Bush Takes Not-Yet-Campaign to Detroit, Symbol of a Bygone Era
February 4, 2015
By Jonathan Martin, February 04, 2015, Source - New York Times
February 4, 2015
February 4, 2015
February 4, 2015
Former Gov. Jeb Bush of Florida at the National Automobile Dealer’s Association convention in San Francisco on Jan. 23. Max Whittaker for The New York Times
Former Gov. Jeb Bush of Florida delivers his first presidential campaign-style speech at a Detroit Economic Club luncheon today, and the location says nearly as much about the race he intends to run as the words he will use.
By choosing Detroit — which emerged from bankruptcy in December — rather than a city in an early-primary state like Iowa or New Hampshire, Mr. Bush is drawing on a two-pronged bit of symbolism.

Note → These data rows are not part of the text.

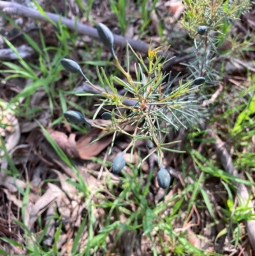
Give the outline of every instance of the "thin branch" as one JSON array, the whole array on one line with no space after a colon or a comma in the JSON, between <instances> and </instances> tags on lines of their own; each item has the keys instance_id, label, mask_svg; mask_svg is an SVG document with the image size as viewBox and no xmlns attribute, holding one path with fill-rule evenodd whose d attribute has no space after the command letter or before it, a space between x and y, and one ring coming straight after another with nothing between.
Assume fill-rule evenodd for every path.
<instances>
[{"instance_id":1,"label":"thin branch","mask_svg":"<svg viewBox=\"0 0 255 256\"><path fill-rule=\"evenodd\" d=\"M76 22L75 20L63 17L55 13L45 11L47 17L42 15L38 11L28 7L24 6L23 5L18 4L13 2L6 2L0 1L0 10L7 15L14 15L29 17L37 20L48 21L49 19L54 22L59 22L61 21L61 24L66 25L66 27L71 30L76 31L78 34L86 34L91 36L93 38L98 38L98 31L94 27L90 27L89 26L82 24L79 22ZM144 43L142 41L134 40L131 38L124 38L122 36L114 34L114 44L115 45L122 46L126 47L127 42L129 43L131 47L136 51L144 52L147 52L149 49L149 44ZM168 56L168 59L171 59L174 57L172 54ZM170 67L180 62L187 61L191 58L194 57L193 54L186 55L178 58L173 58L166 63L164 66L164 70L169 70Z\"/></svg>"}]
</instances>

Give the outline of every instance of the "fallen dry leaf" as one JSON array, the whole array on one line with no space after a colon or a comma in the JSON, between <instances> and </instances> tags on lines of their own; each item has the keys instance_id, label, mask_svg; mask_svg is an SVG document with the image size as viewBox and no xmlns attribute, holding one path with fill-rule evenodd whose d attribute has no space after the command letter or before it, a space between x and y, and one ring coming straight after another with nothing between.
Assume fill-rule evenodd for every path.
<instances>
[{"instance_id":1,"label":"fallen dry leaf","mask_svg":"<svg viewBox=\"0 0 255 256\"><path fill-rule=\"evenodd\" d=\"M64 194L64 192L58 186L52 183L48 183L48 188L46 192L32 207L27 225L29 229L31 229L39 215L50 207L57 197Z\"/></svg>"}]
</instances>

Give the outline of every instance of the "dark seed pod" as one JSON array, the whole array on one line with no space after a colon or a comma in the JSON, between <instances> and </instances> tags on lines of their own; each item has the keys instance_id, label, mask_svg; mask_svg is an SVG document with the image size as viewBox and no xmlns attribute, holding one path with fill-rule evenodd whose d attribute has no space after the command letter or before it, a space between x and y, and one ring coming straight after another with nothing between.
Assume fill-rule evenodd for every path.
<instances>
[{"instance_id":1,"label":"dark seed pod","mask_svg":"<svg viewBox=\"0 0 255 256\"><path fill-rule=\"evenodd\" d=\"M80 124L85 123L85 120L82 113L75 110L68 110L64 112L64 116L70 123Z\"/></svg>"},{"instance_id":2,"label":"dark seed pod","mask_svg":"<svg viewBox=\"0 0 255 256\"><path fill-rule=\"evenodd\" d=\"M112 173L117 174L124 168L126 165L126 160L124 158L124 153L122 153L119 156L117 156L112 163Z\"/></svg>"},{"instance_id":3,"label":"dark seed pod","mask_svg":"<svg viewBox=\"0 0 255 256\"><path fill-rule=\"evenodd\" d=\"M112 119L112 114L108 112L105 112L101 115L102 119L104 120L111 120Z\"/></svg>"},{"instance_id":4,"label":"dark seed pod","mask_svg":"<svg viewBox=\"0 0 255 256\"><path fill-rule=\"evenodd\" d=\"M113 35L112 31L103 23L98 23L96 26L98 36L101 41L109 49L113 45Z\"/></svg>"},{"instance_id":5,"label":"dark seed pod","mask_svg":"<svg viewBox=\"0 0 255 256\"><path fill-rule=\"evenodd\" d=\"M205 77L197 77L196 79L194 80L193 84L195 86L199 86L200 84L203 84L205 82Z\"/></svg>"},{"instance_id":6,"label":"dark seed pod","mask_svg":"<svg viewBox=\"0 0 255 256\"><path fill-rule=\"evenodd\" d=\"M164 189L169 187L171 181L171 177L169 172L164 168L161 167L157 174L157 182L159 186Z\"/></svg>"},{"instance_id":7,"label":"dark seed pod","mask_svg":"<svg viewBox=\"0 0 255 256\"><path fill-rule=\"evenodd\" d=\"M149 149L153 149L153 147L154 147L154 144L153 143L152 140L148 140L147 147Z\"/></svg>"},{"instance_id":8,"label":"dark seed pod","mask_svg":"<svg viewBox=\"0 0 255 256\"><path fill-rule=\"evenodd\" d=\"M69 59L62 59L60 61L62 66L71 73L80 73L81 68L79 64L75 61Z\"/></svg>"},{"instance_id":9,"label":"dark seed pod","mask_svg":"<svg viewBox=\"0 0 255 256\"><path fill-rule=\"evenodd\" d=\"M205 34L205 32L207 32L207 27L206 26L200 26L198 29L198 33L201 36Z\"/></svg>"}]
</instances>

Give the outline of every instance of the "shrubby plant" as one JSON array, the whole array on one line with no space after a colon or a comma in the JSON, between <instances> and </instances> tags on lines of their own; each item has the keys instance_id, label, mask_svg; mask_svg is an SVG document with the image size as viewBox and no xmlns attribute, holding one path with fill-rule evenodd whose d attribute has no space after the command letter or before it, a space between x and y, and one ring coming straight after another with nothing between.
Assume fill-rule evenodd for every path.
<instances>
[{"instance_id":1,"label":"shrubby plant","mask_svg":"<svg viewBox=\"0 0 255 256\"><path fill-rule=\"evenodd\" d=\"M178 86L173 86L175 79L170 80L170 74L164 73L162 68L167 62L164 60L165 58L163 58L163 56L166 55L166 52L162 52L161 47L152 49L151 45L145 61L127 44L127 70L125 70L114 52L113 36L112 32L102 24L98 24L97 29L102 43L110 50L115 64L124 75L124 79L113 75L107 77L103 68L101 68L100 70L98 68L98 75L102 86L101 90L91 84L84 75L80 66L73 61L63 59L61 64L70 72L80 73L89 84L100 93L102 103L99 106L94 118L105 106L112 105L113 107L112 112L105 112L101 115L101 118L109 120L108 123L101 125L92 123L92 126L105 131L105 135L113 131L113 138L119 133L131 138L127 148L114 159L113 172L117 174L121 170L126 163L124 154L130 148L133 152L136 141L141 139L148 140L147 147L151 150L143 160L156 151L159 166L162 167L164 151L180 152L168 148L168 145L173 143L165 143L169 130L178 130L180 126L187 128L188 125L197 123L198 121L203 117L203 112L201 111L201 107L196 100L196 93L199 91L205 79L200 77L185 83L181 80ZM138 61L135 65L135 77L131 77L129 70L129 51L133 52ZM123 96L118 94L115 84L121 86L126 89ZM134 104L127 105L124 102L125 100L131 100ZM77 113L73 114L73 118L69 117L68 121L72 121L71 119L75 119L75 116L77 116ZM78 115L78 117L80 116ZM132 133L125 131L125 127L127 124L133 126ZM160 174L166 171L163 167L161 170ZM162 181L159 182L160 184L163 184L161 186L164 188L166 188L166 184L169 185L170 181L170 177L166 179L164 181L162 178Z\"/></svg>"}]
</instances>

He wants to use the beleaguered city as a backdrop for his message about income inequality and economic opportunity. And speaking in a region that, thanks to the auto industry, was a hub of middle-class stability before falling on hard times dovetails with Mr. Bush’s aim to center his campaign on reviving social mobility and increasing wages.
“He will speak about the journey Detroit has been on,” an adviser says.
Mr. Bush is also signaling that he wants to “create growth for everybody,” as the adviser put it, by making his address in a heavily black city that has few Republican voters. Politically speaking, it is an indication that his message and schedule will have more in common with a general election campaign than a primary race. It is an approach that he and his advisers think is necessary if Republicans are to win back the White House in a country with rapidly shifting demographics.
Mr. Bush has not ventured this year to Iowa or New Hampshire, and he is still testing campaign themes and raising money. He is spending much of his time on the latter, in wealthy enclaves far removed from the foreclosed homes and vacant lots in the city of Detroit.
But by starting there, Mr. Bush wants to set the tone for a different sort of primary campaign. Whether he can stick to it will say much about him and his party.